In september mocht ik met een reisbeurs van het Letterenfonds een ruime week naar Oslo om het Fossefestival te bezoeken, dat daar om het jaar georganiseerd wordt door Det Norske Teatret. Niet alleen het door mij vertaalde Warm van STAN en Discordia ging daar officiëel in première, ook de nieuwe voorstelling van Vinge/Müller wilde ik niet missen. Verder o.a. een gastoptreden van Odéon Paris met hun productie van Arne Lygres Tid for glede en de Oresteia in de versie van Jon Fosse. Een bezoek aan De trilogie in regie van Luk Perceval viel helaas nét niet te combineren. Ten slotte wilde ik heel graag bijpraten met alle kennissen in de theater(schrijf)wereld daar.
Vinge/Müller stelden hun première helaas tot twee keer toe uit, zodat ik de productie uiteindelijk moest missen. Heel jammer. De recensies waren zeer lovend en de première duurde negen uur.

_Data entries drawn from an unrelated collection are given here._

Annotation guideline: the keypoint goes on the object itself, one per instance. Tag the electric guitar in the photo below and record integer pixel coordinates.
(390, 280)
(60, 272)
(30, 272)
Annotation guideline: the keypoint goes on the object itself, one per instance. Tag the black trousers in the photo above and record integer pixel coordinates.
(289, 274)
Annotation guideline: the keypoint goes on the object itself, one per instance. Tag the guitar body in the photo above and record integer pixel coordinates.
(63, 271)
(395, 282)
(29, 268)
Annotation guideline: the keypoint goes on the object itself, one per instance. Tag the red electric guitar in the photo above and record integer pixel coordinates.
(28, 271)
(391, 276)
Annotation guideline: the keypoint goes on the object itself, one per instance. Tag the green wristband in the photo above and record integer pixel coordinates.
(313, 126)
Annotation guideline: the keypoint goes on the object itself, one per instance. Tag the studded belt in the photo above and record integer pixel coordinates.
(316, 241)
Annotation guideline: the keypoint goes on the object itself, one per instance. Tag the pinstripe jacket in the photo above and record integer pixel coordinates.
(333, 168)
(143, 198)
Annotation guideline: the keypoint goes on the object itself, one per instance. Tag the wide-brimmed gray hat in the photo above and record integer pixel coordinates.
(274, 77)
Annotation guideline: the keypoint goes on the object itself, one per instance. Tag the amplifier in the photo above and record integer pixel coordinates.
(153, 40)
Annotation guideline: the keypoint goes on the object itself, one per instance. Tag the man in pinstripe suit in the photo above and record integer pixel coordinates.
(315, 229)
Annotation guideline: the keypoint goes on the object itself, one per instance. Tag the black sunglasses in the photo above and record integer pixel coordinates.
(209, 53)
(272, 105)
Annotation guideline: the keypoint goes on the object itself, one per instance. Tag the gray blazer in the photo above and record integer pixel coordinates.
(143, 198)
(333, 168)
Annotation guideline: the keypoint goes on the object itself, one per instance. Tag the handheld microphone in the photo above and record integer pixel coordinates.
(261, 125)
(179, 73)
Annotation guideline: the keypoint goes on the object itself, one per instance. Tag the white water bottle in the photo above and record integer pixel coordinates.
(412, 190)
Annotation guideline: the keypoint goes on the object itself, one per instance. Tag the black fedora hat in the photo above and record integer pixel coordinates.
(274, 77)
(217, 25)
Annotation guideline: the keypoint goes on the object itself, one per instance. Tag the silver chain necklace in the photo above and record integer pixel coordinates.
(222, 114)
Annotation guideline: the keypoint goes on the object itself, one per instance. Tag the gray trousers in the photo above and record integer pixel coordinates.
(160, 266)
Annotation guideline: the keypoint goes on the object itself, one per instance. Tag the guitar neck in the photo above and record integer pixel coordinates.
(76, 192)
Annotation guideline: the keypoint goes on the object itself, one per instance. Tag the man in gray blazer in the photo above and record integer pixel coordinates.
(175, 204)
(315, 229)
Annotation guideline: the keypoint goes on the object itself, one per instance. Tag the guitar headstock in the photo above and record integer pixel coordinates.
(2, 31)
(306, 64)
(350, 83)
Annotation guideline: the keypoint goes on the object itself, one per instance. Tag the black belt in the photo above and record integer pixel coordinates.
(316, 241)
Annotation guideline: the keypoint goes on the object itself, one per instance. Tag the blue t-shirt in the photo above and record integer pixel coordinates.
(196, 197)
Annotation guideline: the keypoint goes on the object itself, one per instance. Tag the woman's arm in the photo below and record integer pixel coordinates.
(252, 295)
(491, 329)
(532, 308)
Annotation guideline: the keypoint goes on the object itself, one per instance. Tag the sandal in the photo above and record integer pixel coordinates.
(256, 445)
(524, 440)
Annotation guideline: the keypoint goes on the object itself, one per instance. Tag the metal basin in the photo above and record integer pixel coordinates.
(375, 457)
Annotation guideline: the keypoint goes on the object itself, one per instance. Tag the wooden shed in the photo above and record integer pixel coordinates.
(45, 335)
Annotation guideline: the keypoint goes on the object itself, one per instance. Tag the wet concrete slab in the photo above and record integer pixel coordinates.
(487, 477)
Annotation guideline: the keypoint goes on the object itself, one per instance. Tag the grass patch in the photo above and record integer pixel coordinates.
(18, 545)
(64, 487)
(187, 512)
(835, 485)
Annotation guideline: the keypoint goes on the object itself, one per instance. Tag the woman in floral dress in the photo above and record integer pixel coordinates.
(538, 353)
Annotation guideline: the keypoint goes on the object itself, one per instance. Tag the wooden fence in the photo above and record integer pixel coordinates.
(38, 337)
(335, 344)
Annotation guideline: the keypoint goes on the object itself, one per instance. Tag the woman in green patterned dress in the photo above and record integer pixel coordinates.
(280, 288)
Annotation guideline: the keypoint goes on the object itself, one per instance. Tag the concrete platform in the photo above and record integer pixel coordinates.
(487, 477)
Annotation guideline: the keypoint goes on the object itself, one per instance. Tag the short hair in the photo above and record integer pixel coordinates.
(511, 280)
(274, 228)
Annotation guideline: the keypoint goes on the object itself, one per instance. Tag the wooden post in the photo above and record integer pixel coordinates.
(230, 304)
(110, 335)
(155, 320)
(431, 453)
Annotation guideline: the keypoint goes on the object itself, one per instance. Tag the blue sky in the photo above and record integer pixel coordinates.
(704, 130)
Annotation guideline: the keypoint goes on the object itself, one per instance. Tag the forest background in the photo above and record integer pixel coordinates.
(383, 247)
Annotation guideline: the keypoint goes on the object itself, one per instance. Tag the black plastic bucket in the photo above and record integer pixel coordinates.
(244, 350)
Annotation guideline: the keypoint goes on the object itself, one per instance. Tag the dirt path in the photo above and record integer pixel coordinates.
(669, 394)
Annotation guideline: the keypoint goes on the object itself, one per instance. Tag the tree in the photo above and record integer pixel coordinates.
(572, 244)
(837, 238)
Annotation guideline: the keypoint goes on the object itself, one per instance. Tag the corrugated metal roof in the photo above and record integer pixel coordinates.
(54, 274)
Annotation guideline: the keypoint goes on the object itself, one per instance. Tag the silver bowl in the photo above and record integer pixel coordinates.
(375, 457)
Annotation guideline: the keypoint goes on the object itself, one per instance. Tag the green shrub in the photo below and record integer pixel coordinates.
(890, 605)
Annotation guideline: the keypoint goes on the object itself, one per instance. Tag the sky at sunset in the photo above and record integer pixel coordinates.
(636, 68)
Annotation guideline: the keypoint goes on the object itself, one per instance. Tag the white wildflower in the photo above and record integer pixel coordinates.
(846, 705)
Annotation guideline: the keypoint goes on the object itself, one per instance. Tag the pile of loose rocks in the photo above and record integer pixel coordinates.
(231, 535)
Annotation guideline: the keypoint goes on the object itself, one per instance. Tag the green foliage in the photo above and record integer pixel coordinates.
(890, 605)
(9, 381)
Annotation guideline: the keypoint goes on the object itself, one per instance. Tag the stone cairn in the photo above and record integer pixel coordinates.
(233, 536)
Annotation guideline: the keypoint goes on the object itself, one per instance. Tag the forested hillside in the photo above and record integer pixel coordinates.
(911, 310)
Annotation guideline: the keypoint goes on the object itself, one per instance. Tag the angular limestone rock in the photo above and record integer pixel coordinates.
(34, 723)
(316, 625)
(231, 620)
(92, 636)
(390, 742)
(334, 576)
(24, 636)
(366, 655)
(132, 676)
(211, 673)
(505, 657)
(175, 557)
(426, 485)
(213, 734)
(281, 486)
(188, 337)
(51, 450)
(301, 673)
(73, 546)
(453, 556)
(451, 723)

Warm was een feestje, niet in de laatste plaats vanwege de gezellige nazit in het theater. Fosses vertaling/bewerking van Oresteia (leunend op de vertaling van Ted Hughes) vond ik prachtig. In de voorstelling was wel flink in de tekst gesnoeid, maar gelukkig stuurde Fosse me de volgende dag op mijn verzoek de volledige tekst. Die beviel beter.

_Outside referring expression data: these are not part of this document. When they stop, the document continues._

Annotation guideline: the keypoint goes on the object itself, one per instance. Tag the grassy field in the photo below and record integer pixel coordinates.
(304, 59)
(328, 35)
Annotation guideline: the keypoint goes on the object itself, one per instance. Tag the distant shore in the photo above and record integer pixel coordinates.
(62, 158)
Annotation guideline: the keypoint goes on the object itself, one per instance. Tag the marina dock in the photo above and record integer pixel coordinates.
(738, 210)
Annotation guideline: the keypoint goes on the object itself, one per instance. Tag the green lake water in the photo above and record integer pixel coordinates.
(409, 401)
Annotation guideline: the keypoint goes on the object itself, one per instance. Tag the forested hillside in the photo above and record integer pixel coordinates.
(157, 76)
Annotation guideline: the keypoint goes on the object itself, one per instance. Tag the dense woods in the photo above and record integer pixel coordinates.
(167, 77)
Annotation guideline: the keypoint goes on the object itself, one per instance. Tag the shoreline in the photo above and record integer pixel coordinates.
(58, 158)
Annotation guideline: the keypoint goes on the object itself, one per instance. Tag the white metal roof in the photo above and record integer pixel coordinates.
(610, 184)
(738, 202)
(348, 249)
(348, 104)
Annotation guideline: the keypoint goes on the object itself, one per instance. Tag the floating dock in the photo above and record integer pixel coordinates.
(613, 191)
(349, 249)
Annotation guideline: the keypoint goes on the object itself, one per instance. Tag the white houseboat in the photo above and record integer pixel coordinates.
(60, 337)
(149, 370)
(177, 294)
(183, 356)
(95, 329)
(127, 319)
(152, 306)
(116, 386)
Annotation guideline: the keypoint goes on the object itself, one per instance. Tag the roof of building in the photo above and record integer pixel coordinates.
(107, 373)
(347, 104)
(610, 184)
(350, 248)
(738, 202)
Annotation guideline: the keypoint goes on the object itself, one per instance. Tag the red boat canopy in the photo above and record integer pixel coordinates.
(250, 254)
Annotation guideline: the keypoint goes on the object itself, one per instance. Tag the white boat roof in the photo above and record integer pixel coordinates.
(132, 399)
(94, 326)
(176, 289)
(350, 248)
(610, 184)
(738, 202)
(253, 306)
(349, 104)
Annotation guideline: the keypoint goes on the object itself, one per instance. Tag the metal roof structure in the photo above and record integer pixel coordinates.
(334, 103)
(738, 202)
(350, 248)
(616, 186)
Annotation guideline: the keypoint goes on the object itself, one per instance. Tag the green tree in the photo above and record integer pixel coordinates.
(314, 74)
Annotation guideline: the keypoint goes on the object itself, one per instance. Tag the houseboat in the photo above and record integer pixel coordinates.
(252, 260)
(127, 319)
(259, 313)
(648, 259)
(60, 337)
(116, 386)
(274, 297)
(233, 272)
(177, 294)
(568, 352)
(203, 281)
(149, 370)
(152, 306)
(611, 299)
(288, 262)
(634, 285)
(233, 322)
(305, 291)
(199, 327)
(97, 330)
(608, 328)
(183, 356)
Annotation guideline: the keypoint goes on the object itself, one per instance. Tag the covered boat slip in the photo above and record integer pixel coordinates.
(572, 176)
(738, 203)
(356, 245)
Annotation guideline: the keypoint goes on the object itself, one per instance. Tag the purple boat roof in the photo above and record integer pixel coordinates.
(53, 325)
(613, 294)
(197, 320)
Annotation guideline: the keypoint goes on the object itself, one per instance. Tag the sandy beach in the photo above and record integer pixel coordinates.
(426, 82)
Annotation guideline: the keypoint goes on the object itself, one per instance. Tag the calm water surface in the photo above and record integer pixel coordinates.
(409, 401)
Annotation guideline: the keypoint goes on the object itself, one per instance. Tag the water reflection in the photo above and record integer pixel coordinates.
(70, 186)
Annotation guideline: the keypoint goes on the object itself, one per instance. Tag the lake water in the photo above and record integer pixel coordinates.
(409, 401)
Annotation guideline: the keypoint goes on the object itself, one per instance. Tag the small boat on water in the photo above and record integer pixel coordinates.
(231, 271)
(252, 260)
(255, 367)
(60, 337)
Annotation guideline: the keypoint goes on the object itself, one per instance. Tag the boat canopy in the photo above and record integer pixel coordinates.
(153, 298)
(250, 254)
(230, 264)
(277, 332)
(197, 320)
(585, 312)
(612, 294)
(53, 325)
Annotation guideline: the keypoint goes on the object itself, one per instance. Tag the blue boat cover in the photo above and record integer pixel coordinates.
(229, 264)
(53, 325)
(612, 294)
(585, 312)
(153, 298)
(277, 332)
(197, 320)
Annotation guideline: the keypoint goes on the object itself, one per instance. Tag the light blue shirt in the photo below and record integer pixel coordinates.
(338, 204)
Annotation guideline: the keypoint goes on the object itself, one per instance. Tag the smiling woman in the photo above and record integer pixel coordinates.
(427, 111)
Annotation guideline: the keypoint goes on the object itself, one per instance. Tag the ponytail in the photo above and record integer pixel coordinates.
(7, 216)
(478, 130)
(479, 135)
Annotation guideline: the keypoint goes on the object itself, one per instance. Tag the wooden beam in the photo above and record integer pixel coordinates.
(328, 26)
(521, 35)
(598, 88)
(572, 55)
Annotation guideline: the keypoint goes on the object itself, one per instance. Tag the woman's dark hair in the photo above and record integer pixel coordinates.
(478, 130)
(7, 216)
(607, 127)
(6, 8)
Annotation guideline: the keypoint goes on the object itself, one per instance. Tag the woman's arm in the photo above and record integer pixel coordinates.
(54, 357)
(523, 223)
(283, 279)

Odéons Jour de joie was ook fijn, vooral omdat ik de Noorse voorstelling van diezelfde tekst (in regie van Johannes Holmen Dahl) in 2022 briljant vond. Ik was dus aanvankelijk een tikje sceptisch jegens deze versie van Stephane Braunschweig, maar hoewel zijn regie 180 graden de andere kant op ging, was ook deze voorstelling heel, heel erg goed. Fantastisch en behoorlijk zeldzaam dat je zoiets kunt bekijken: twee uitstekende regisseurs die iets totaal verschillends doen met dezelfde tekst, met twee keer een heel ander, maar briljant resultaat. Het wordt tijd dat Arne (wereldwijd allang bekend en vertaald) ook in het Nederlandse eindelijk eens ontdekt wordt.
Naast prachtig weer, een stapel Noorse literatuur om thuis weer een paar maanden mee vooruit te kunnen en koffie-dates met de meeste mensen die ik graag weer wilde zien, had de reis nog een hoogtepuntje: eindelijk heb ik de maestro zelf ook ontmoet. Tot nu toe had ik alleen met Fosse gemaild, en voornamelijk over vertaalkwesties, telkens als ik in Oslo was zat hij weer in Wenen of elders, maar nu heb ik lekker uitgebreid koffie met hem gedronken. Hij is een bijzonder aardige man die nogal wars is van drukte en vooral van elke vorm van optreden (“de twee dingen die ik absoluut nooit wilde worden toen ik klein was: acteur en leraar”), maar in een wat rustiger omgeving een-op-een is hij een zeer aimabele gesprekspartner. Hij was ook zo attent geweest om een paar van zijn nieuwe boekjes voor me mee te nemen, compleet met persoonlijke inscriptie, waar ik verguld mee ben.
Met al die nieuwe boeken was mijn tas op de terugweg nauwelijks te tillen, maar het was een nuttige en hele fijne reis. Grote dank aan het Letterenfonds voor het mede mogelijk maken.